Mais tous deux entêtés se disputoient sans cesse
Sur leurs goûts, sur le jeu, sur leur opinion.
N’importe le sujet de l’altercation,
Son retour trop fréquent altère la tendresse,
Et si vous en doutiez, lecteur, adressez-vous
À ceux qui sont soumis aux lois du mariage ;
Vous saurez de plus d’un époux
Que c’est l’écueil d’un bon ménage.
Las de disputer, à la fin,
L’un de ces deux amis partit un beau matin
Pour aller, disoit-il, habiter sa chaumière,
Espérant y jouir d’un plus heureux destin,
Et voulant vivre en solitaire.
Aux champs tout l’ennuya ; ses bons fruits et ses fleurs
N’avoient pour lui ni parfum, ni couleurs ;
Les blonds épis et la fraîche verdure,
Le doux bruit des ruisseaux et le concert des bois,

Tout l’attristoit dans la nature ;
Chagrin et malheureux au bout de quelques mois.
Regrettant chaque jour son ami, son vieux gite,
Il n’y peut plus tenir et repart au plus vite.
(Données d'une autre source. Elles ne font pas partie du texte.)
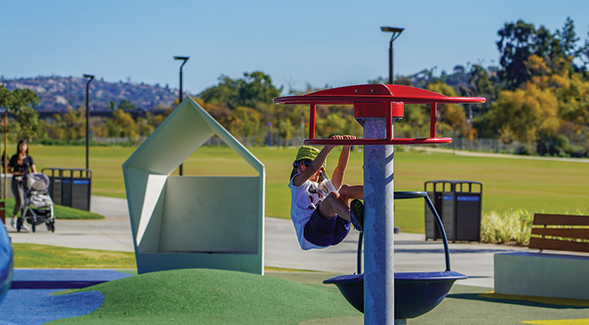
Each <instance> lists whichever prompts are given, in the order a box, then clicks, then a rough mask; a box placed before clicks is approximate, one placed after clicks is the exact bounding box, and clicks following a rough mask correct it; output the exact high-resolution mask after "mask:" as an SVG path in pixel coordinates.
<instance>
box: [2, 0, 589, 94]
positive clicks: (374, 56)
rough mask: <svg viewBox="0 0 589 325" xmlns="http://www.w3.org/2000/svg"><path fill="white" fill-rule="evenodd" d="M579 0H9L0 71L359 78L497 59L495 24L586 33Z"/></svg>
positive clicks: (150, 83) (580, 34) (349, 82)
mask: <svg viewBox="0 0 589 325" xmlns="http://www.w3.org/2000/svg"><path fill="white" fill-rule="evenodd" d="M588 12H589V1H586V0H561V1H545V0H509V1H507V0H494V1H472V0H449V1H433V0H432V1H425V0H424V1H420V0H413V1H391V0H389V1H370V0H366V1H357V0H356V1H349V0H339V1H320V0H315V1H307V0H301V1H277V0H274V1H266V0H250V1H228V0H215V1H182V0H175V1H149V0H144V1H121V0H115V1H111V0H102V1H79V0H77V1H67V0H61V1H60V0H55V1H41V0H38V1H27V0H19V1H10V0H4V1H2V2H1V6H0V30H1V31H2V33H1V35H2V37H1V41H0V75H1V76H4V77H5V78H15V77H34V76H38V75H43V76H47V75H52V74H54V75H60V76H80V77H81V76H82V74H84V73H88V74H94V75H95V76H96V77H97V78H104V80H105V81H113V82H116V81H119V80H122V81H127V80H129V79H130V80H131V81H132V82H145V83H148V84H157V83H159V84H160V85H162V86H163V85H166V84H168V85H169V86H170V87H172V88H177V87H178V83H179V81H178V71H179V67H180V62H178V61H174V60H173V59H172V57H173V56H175V55H179V56H190V60H189V61H188V62H187V63H186V65H185V66H184V70H183V71H184V89H185V90H188V91H190V92H191V93H199V92H201V91H202V90H204V89H206V88H207V87H210V86H213V85H215V84H217V79H218V77H219V76H220V75H221V74H225V75H227V76H229V77H232V78H238V77H241V76H242V75H243V73H244V72H252V71H255V70H260V71H263V72H265V73H266V74H269V75H270V76H271V77H272V79H273V82H274V84H275V85H278V86H281V85H284V88H285V89H288V88H289V87H292V88H295V89H304V88H305V84H306V83H310V84H311V85H313V86H324V85H326V84H328V85H330V86H333V87H334V86H343V85H350V84H359V83H366V81H367V80H368V79H374V78H376V77H378V76H383V77H387V76H388V46H389V40H390V34H388V33H383V32H381V31H380V26H395V27H404V28H405V31H404V32H403V33H402V35H401V36H400V37H399V38H398V39H397V40H396V41H395V42H394V48H395V58H394V67H395V74H402V75H409V74H413V73H416V72H419V71H421V70H423V69H426V68H427V69H430V68H433V67H437V68H436V70H435V73H436V74H439V73H440V72H441V71H442V70H446V71H448V72H450V71H452V69H453V67H454V66H455V65H463V66H466V65H467V63H468V62H470V63H471V64H472V63H482V64H483V65H484V66H488V65H496V64H497V61H498V51H497V49H496V46H495V42H496V41H497V40H498V37H497V30H499V29H500V28H501V27H502V26H503V24H504V23H505V22H511V21H517V20H518V19H522V20H524V21H526V22H528V23H533V24H534V25H536V27H539V26H540V25H544V26H545V27H546V28H548V29H549V30H550V31H552V32H554V31H555V30H556V29H561V28H562V26H563V25H564V22H565V20H566V18H567V17H571V18H572V19H573V21H574V23H575V27H576V29H575V30H576V32H577V35H578V36H579V37H581V39H582V41H584V40H585V39H587V31H588V25H589V15H587V13H588Z"/></svg>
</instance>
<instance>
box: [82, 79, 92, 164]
mask: <svg viewBox="0 0 589 325" xmlns="http://www.w3.org/2000/svg"><path fill="white" fill-rule="evenodd" d="M84 78H89V79H88V82H87V83H86V169H90V149H89V146H90V82H92V80H93V79H94V76H92V75H89V74H85V75H84Z"/></svg>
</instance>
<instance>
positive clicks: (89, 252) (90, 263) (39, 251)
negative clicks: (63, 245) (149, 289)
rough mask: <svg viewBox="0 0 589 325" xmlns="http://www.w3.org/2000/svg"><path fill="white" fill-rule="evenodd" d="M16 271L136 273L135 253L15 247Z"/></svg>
mask: <svg viewBox="0 0 589 325" xmlns="http://www.w3.org/2000/svg"><path fill="white" fill-rule="evenodd" d="M12 249H13V253H14V267H15V268H30V269H135V268H137V264H136V262H135V254H134V253H132V252H117V251H104V250H96V249H79V248H68V247H59V246H49V245H37V244H17V243H13V244H12Z"/></svg>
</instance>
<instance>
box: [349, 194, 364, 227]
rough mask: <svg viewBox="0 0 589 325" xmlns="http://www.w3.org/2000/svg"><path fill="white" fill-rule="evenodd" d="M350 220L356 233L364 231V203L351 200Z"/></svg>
mask: <svg viewBox="0 0 589 325" xmlns="http://www.w3.org/2000/svg"><path fill="white" fill-rule="evenodd" d="M350 219H352V225H354V228H356V230H358V231H364V203H362V201H360V200H358V199H354V200H352V203H350Z"/></svg>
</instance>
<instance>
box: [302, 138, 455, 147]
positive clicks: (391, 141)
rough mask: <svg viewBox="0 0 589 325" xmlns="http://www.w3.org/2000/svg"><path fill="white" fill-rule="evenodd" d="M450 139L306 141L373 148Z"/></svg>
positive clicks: (399, 139)
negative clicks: (369, 146)
mask: <svg viewBox="0 0 589 325" xmlns="http://www.w3.org/2000/svg"><path fill="white" fill-rule="evenodd" d="M451 142H452V138H396V139H392V140H387V139H354V140H332V139H307V140H305V144H308V145H317V146H325V145H336V146H346V145H347V146H374V145H402V144H436V143H451Z"/></svg>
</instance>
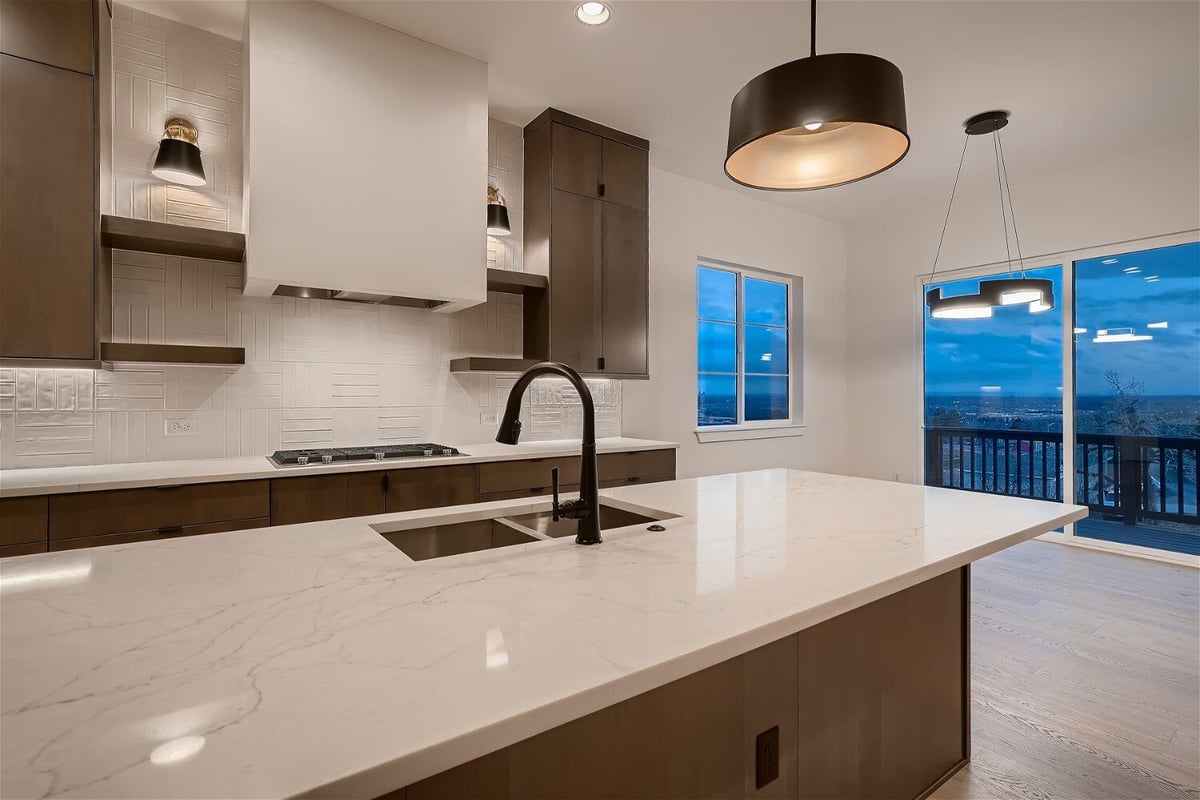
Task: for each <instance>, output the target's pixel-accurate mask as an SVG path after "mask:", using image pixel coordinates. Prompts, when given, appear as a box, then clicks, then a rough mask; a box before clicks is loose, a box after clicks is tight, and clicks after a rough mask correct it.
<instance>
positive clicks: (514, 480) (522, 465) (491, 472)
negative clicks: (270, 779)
mask: <svg viewBox="0 0 1200 800" xmlns="http://www.w3.org/2000/svg"><path fill="white" fill-rule="evenodd" d="M556 467H557V468H558V480H559V482H560V483H562V485H563V486H564V487H565V486H566V485H568V483H576V485H577V483H578V482H580V457H578V456H568V457H563V458H530V459H528V461H502V462H494V463H490V464H480V465H479V493H480V494H493V493H496V492H518V493H523V494H545V493H546V492H550V488H551V470H552V469H553V468H556ZM514 497H520V494H518V495H514ZM488 499H493V498H488Z"/></svg>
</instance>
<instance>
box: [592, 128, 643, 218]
mask: <svg viewBox="0 0 1200 800" xmlns="http://www.w3.org/2000/svg"><path fill="white" fill-rule="evenodd" d="M601 152H602V156H601V160H600V161H601V168H600V197H601V198H604V199H605V200H607V201H608V203H619V204H620V205H628V206H632V207H635V209H641V210H642V211H646V210H647V207H648V205H649V204H648V186H649V157H650V154H649V151H647V150H642V149H641V148H634V146H630V145H628V144H622V143H620V142H613V140H612V139H601Z"/></svg>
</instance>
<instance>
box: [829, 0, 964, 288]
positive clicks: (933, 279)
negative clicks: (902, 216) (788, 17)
mask: <svg viewBox="0 0 1200 800" xmlns="http://www.w3.org/2000/svg"><path fill="white" fill-rule="evenodd" d="M815 1H816V0H814V2H815ZM968 142H971V137H970V136H964V137H962V152H961V154H959V169H958V172H956V173H954V186H952V187H950V204H949V205H948V206H946V219H943V221H942V235H941V236H938V237H937V252H936V253H934V270H932V271H931V272H930V273H929V282H930V283H932V282H934V276H935V275H937V259H938V257H941V254H942V242H944V241H946V228H947V225H949V224H950V211H953V210H954V196H955V194H956V193H958V191H959V178H960V176H961V175H962V162H964V161H966V157H967V143H968Z"/></svg>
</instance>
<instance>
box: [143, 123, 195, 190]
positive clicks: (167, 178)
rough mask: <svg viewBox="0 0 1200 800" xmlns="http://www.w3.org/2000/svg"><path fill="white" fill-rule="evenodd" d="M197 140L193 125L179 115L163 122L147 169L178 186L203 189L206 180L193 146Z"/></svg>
mask: <svg viewBox="0 0 1200 800" xmlns="http://www.w3.org/2000/svg"><path fill="white" fill-rule="evenodd" d="M198 138H199V133H198V132H197V130H196V126H194V125H192V124H191V122H188V121H187V120H185V119H184V118H182V116H173V118H170V119H169V120H167V125H166V126H163V131H162V140H161V142H158V155H157V156H156V157H155V160H154V169H151V170H150V172H151V173H152V174H154V176H155V178H158V179H162V180H164V181H169V182H172V184H181V185H182V186H204V184H205V182H208V181H206V180H205V178H204V162H203V161H200V149H199V146H198V145H197V144H196V143H197V139H198Z"/></svg>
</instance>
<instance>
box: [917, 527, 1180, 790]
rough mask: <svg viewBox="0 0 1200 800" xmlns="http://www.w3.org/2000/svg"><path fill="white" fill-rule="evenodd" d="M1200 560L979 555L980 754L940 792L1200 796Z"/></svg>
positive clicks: (1005, 554) (1042, 546)
mask: <svg viewBox="0 0 1200 800" xmlns="http://www.w3.org/2000/svg"><path fill="white" fill-rule="evenodd" d="M1198 627H1200V572H1198V571H1196V570H1194V569H1188V567H1176V566H1171V565H1165V564H1158V563H1154V561H1147V560H1142V559H1135V558H1129V557H1124V555H1115V554H1110V553H1099V552H1093V551H1086V549H1082V548H1075V547H1064V546H1062V545H1055V543H1051V542H1038V541H1031V542H1026V543H1024V545H1020V546H1018V547H1014V548H1012V549H1009V551H1006V552H1003V553H998V554H996V555H992V557H990V558H986V559H984V560H982V561H979V563H977V564H976V565H973V566H972V636H973V648H972V680H973V686H972V705H971V716H972V720H971V727H972V760H971V764H970V765H967V766H966V768H965V769H962V770H961V771H960V772H959V774H958V775H955V776H954V777H953V778H950V780H949V781H948V782H947V783H946V784H944V786H942V787H941V788H940V789H938V790H937V792H936V793H935V795H934V796H935V798H936V799H937V800H1008V799H1018V798H1020V799H1027V798H1032V799H1044V800H1051V799H1052V800H1124V799H1129V800H1151V799H1153V798H1200V631H1198Z"/></svg>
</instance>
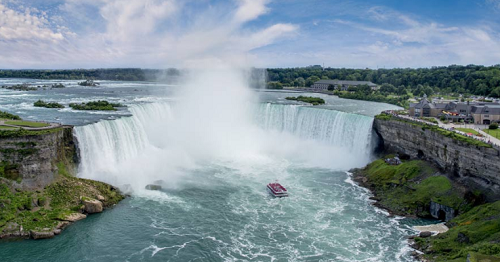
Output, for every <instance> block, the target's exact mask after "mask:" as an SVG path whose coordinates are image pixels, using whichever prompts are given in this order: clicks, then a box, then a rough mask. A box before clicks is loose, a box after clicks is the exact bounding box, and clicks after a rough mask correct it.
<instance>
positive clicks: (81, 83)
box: [78, 79, 99, 86]
mask: <svg viewBox="0 0 500 262" xmlns="http://www.w3.org/2000/svg"><path fill="white" fill-rule="evenodd" d="M78 85H80V86H98V85H99V83H96V82H94V80H91V79H87V80H85V81H83V82H78Z"/></svg>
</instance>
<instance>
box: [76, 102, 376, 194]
mask: <svg viewBox="0 0 500 262" xmlns="http://www.w3.org/2000/svg"><path fill="white" fill-rule="evenodd" d="M175 108H176V107H175V104H174V105H170V104H168V103H152V104H143V105H136V106H132V107H131V108H130V111H131V113H132V116H130V117H124V118H121V119H118V120H110V121H101V122H99V123H96V124H92V125H87V126H82V127H78V128H76V136H77V138H78V140H79V142H80V151H81V152H80V153H81V158H82V160H81V167H80V175H81V176H83V177H88V178H92V179H100V180H104V181H108V182H110V183H115V184H125V183H132V181H137V179H144V181H142V182H143V183H149V182H152V181H153V180H166V179H168V178H169V177H166V176H162V175H161V172H159V170H161V171H162V172H165V170H168V171H169V173H175V172H177V173H178V172H179V170H178V169H179V168H178V167H181V168H188V166H186V165H190V164H192V163H194V162H196V160H197V159H196V156H193V155H196V154H199V153H200V152H199V151H204V150H205V151H206V149H198V148H197V147H196V146H193V141H190V142H189V143H188V142H186V144H184V143H182V142H181V143H179V141H176V140H180V141H187V140H190V138H191V137H192V136H190V135H185V136H182V135H180V133H183V132H181V131H179V132H173V133H171V132H170V131H169V128H170V129H174V130H175V129H176V127H177V125H178V120H177V119H176V113H175ZM253 112H254V124H253V125H251V126H249V127H247V128H246V129H245V130H244V132H245V133H243V134H236V135H238V136H241V137H242V140H245V139H246V140H251V141H250V142H252V143H253V144H252V145H249V144H248V143H244V142H243V143H242V145H241V147H242V148H236V147H235V143H228V144H230V146H231V147H235V148H236V150H240V151H247V153H248V154H246V155H241V156H240V157H241V158H245V157H249V156H251V157H254V156H255V155H268V156H272V157H276V156H278V157H282V158H287V159H288V158H289V159H290V160H292V161H299V162H301V161H302V162H306V163H309V164H310V165H313V166H315V165H317V166H323V167H325V166H326V167H330V168H336V169H340V170H342V169H343V168H350V167H352V166H358V165H362V164H364V163H366V162H367V161H368V160H369V157H370V152H371V150H372V148H371V124H372V118H370V117H367V116H362V115H356V114H350V113H344V112H339V111H333V110H327V109H320V108H312V107H306V106H299V105H280V104H271V103H266V104H259V105H258V106H257V107H256V110H254V111H253ZM182 131H184V130H182ZM217 131H218V130H217ZM197 132H200V133H203V132H208V131H206V130H197ZM233 135H235V134H233ZM196 139H198V140H196ZM174 140H175V141H174ZM193 140H195V141H196V143H197V144H200V147H201V146H202V145H203V144H209V145H210V147H214V144H217V143H220V141H217V143H206V141H201V142H198V141H200V140H199V138H193ZM210 142H211V141H210ZM224 146H225V145H220V147H224ZM236 146H237V145H236ZM183 147H190V148H191V149H186V148H183ZM222 149H224V148H222ZM208 152H209V153H207V155H211V156H214V157H215V158H217V157H220V158H224V160H225V161H227V160H228V158H229V160H234V159H233V156H232V155H231V154H234V152H233V151H230V154H223V155H217V154H219V152H224V150H209V151H208ZM228 155H229V156H228ZM235 158H236V156H235ZM347 158H349V159H347ZM153 159H156V160H154V161H153ZM353 159H356V161H354V160H353ZM212 160H213V159H212ZM346 160H348V162H349V165H343V164H344V162H346ZM180 162H181V163H186V165H184V166H183V165H182V164H180ZM131 163H137V165H140V166H145V168H141V169H136V167H137V166H134V165H133V164H131ZM169 163H170V164H169ZM156 164H159V165H160V166H159V167H157V168H155V167H154V165H156ZM174 164H175V165H176V168H173V167H172V165H174ZM148 168H150V169H151V170H152V171H151V172H153V173H154V176H153V177H151V174H146V173H145V172H147V170H148ZM131 169H136V170H134V172H133V173H132V171H131ZM130 176H132V177H130ZM125 177H128V178H129V180H124V179H123V178H125ZM148 180H149V181H148ZM141 185H142V184H141Z"/></svg>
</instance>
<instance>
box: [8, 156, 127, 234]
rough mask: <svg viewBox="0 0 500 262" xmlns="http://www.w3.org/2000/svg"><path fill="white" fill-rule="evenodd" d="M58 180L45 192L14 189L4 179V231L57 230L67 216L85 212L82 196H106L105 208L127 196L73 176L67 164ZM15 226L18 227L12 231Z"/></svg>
mask: <svg viewBox="0 0 500 262" xmlns="http://www.w3.org/2000/svg"><path fill="white" fill-rule="evenodd" d="M57 167H58V170H59V177H58V179H57V180H56V181H55V182H54V183H52V184H50V185H48V186H47V187H46V188H45V189H43V190H38V191H35V192H33V191H22V190H13V189H11V188H10V187H9V186H8V185H9V183H8V182H6V181H4V180H1V179H0V206H1V207H2V208H0V232H2V231H16V230H17V231H19V228H18V226H20V225H22V227H23V230H24V231H27V232H29V231H30V230H36V231H47V229H49V230H52V229H54V228H55V227H56V226H57V225H58V224H59V223H60V222H61V219H64V218H65V217H66V216H67V215H69V214H71V213H74V212H78V211H79V210H80V209H81V201H80V197H83V198H92V199H97V196H98V195H100V196H103V197H104V199H105V200H104V201H102V202H103V205H104V207H110V206H112V205H114V204H116V203H118V202H119V201H121V200H122V199H123V196H122V195H121V194H120V193H119V192H118V191H117V190H116V189H115V188H113V187H111V186H110V185H108V184H105V183H102V182H97V181H92V180H87V179H81V178H76V177H73V176H71V175H70V174H69V171H68V170H67V168H66V166H65V164H64V163H63V162H60V163H58V164H57ZM13 225H14V226H15V227H16V228H12V227H13Z"/></svg>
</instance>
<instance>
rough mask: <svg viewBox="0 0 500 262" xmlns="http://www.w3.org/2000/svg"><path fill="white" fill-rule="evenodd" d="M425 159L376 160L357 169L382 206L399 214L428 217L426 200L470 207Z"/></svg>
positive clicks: (446, 203)
mask: <svg viewBox="0 0 500 262" xmlns="http://www.w3.org/2000/svg"><path fill="white" fill-rule="evenodd" d="M437 173H438V170H437V169H436V168H434V167H433V166H431V165H429V164H428V163H426V162H425V161H421V160H412V161H404V162H403V163H402V164H400V165H389V164H386V163H385V161H384V160H383V159H379V160H376V161H374V162H372V163H371V164H369V165H368V166H367V167H365V168H364V169H363V170H361V174H362V175H363V176H364V177H366V178H367V184H368V185H369V187H370V188H371V189H372V190H373V191H374V193H375V195H377V197H378V198H380V203H379V204H381V205H382V206H383V207H385V208H387V209H389V210H391V211H392V212H394V213H396V214H400V215H417V216H421V217H428V216H429V215H430V214H429V206H430V202H431V201H434V202H436V203H440V204H442V205H446V206H450V207H453V208H455V209H458V210H459V211H464V210H466V209H467V210H468V208H470V207H469V206H468V205H467V203H464V200H463V199H462V196H460V195H459V194H458V193H457V192H455V190H453V186H452V183H451V181H450V180H449V179H448V178H447V177H445V176H442V175H435V174H437Z"/></svg>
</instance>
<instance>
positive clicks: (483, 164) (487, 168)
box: [373, 119, 500, 201]
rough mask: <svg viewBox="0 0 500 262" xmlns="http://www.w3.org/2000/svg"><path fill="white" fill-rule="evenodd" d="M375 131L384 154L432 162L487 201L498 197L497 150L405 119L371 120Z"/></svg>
mask: <svg viewBox="0 0 500 262" xmlns="http://www.w3.org/2000/svg"><path fill="white" fill-rule="evenodd" d="M373 128H374V130H375V132H376V133H377V134H378V135H379V137H380V138H381V139H380V141H381V144H382V145H381V146H383V148H384V150H385V151H386V152H388V153H400V154H402V155H407V156H410V157H411V158H420V159H425V160H428V161H431V162H434V163H435V164H436V165H437V166H439V167H440V168H441V169H442V170H443V171H444V172H445V173H446V174H448V176H449V177H450V178H451V179H453V180H455V181H457V182H459V183H460V184H463V185H465V186H466V187H467V188H468V189H470V190H471V191H472V192H474V191H475V190H480V191H481V192H483V193H484V194H485V197H486V198H487V200H490V201H493V200H500V152H499V150H497V149H495V148H486V147H481V146H473V145H470V144H468V143H466V142H462V141H458V140H455V139H453V138H449V137H446V136H443V135H441V134H439V133H437V132H434V131H432V130H429V129H426V130H422V128H421V127H420V126H415V125H412V124H410V123H407V122H401V121H397V120H381V119H375V120H374V122H373Z"/></svg>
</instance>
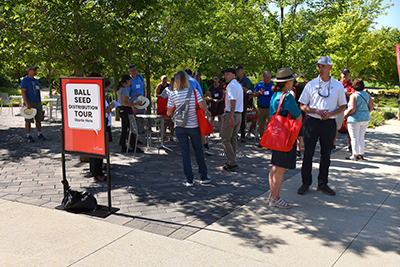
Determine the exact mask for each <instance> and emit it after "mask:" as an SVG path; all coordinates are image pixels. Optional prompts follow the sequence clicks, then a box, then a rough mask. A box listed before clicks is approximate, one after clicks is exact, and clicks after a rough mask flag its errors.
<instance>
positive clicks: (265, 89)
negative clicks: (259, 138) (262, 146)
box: [252, 71, 274, 146]
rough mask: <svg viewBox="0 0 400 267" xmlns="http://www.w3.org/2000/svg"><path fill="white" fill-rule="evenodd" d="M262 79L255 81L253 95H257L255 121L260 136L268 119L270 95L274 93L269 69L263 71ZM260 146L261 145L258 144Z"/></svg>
mask: <svg viewBox="0 0 400 267" xmlns="http://www.w3.org/2000/svg"><path fill="white" fill-rule="evenodd" d="M262 76H263V81H262V82H260V83H257V84H256V86H255V87H254V92H253V94H252V95H253V97H257V121H258V134H259V136H260V138H261V137H262V135H263V133H264V131H265V126H266V125H267V123H268V121H269V106H270V101H271V96H272V94H273V93H274V92H273V91H272V86H274V84H273V83H271V82H270V81H271V73H269V71H264V72H263V74H262ZM259 146H261V145H259Z"/></svg>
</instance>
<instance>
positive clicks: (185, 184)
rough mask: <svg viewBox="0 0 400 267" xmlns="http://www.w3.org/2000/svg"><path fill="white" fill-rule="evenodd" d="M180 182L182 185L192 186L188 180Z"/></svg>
mask: <svg viewBox="0 0 400 267" xmlns="http://www.w3.org/2000/svg"><path fill="white" fill-rule="evenodd" d="M182 184H183V185H184V186H187V187H192V186H193V183H189V182H188V181H186V180H185V181H183V182H182Z"/></svg>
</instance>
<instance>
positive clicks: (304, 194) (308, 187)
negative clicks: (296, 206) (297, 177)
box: [297, 184, 310, 195]
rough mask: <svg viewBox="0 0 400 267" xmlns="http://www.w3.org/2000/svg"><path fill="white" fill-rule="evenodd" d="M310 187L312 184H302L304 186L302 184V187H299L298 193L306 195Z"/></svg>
mask: <svg viewBox="0 0 400 267" xmlns="http://www.w3.org/2000/svg"><path fill="white" fill-rule="evenodd" d="M309 187H310V186H308V185H305V184H302V186H300V188H299V189H297V194H299V195H305V194H306V193H307V192H308V188H309Z"/></svg>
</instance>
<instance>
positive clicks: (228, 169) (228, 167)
mask: <svg viewBox="0 0 400 267" xmlns="http://www.w3.org/2000/svg"><path fill="white" fill-rule="evenodd" d="M222 169H224V170H225V171H231V172H237V171H238V170H239V166H238V165H235V166H231V165H224V167H222Z"/></svg>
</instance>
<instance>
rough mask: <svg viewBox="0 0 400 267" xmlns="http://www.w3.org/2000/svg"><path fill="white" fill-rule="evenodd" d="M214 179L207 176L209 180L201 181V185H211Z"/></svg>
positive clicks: (207, 177)
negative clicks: (211, 183) (209, 184)
mask: <svg viewBox="0 0 400 267" xmlns="http://www.w3.org/2000/svg"><path fill="white" fill-rule="evenodd" d="M211 181H212V179H211V177H210V175H208V174H207V179H205V180H202V181H200V184H209V183H211Z"/></svg>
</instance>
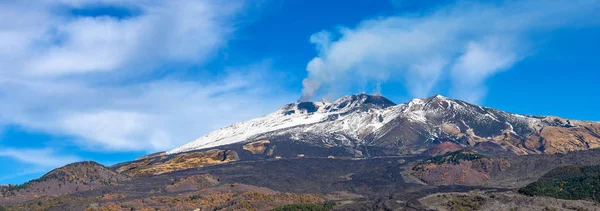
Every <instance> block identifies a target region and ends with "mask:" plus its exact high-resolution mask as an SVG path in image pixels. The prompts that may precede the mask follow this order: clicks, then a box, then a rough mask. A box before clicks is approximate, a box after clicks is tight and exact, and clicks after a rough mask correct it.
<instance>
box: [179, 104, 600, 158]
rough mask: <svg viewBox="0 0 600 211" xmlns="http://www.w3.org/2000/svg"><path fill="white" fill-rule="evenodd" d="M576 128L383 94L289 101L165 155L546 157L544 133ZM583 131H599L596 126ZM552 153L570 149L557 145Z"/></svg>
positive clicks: (224, 127) (496, 110) (594, 141)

Tandis qu’il se pressoit, s’essouffloit à marcher
Pour revoir cet ami, lui, venoit le chercher.
En cheminant, tous deux se rencontrèrent :
Pleurant, riant, cent fois ils s’embrassèrent.
Ah ! dit le campagnard, sans toi rien n’a d’appas !
Disputons, fâchons-nous ; mais ne nous quittons pas.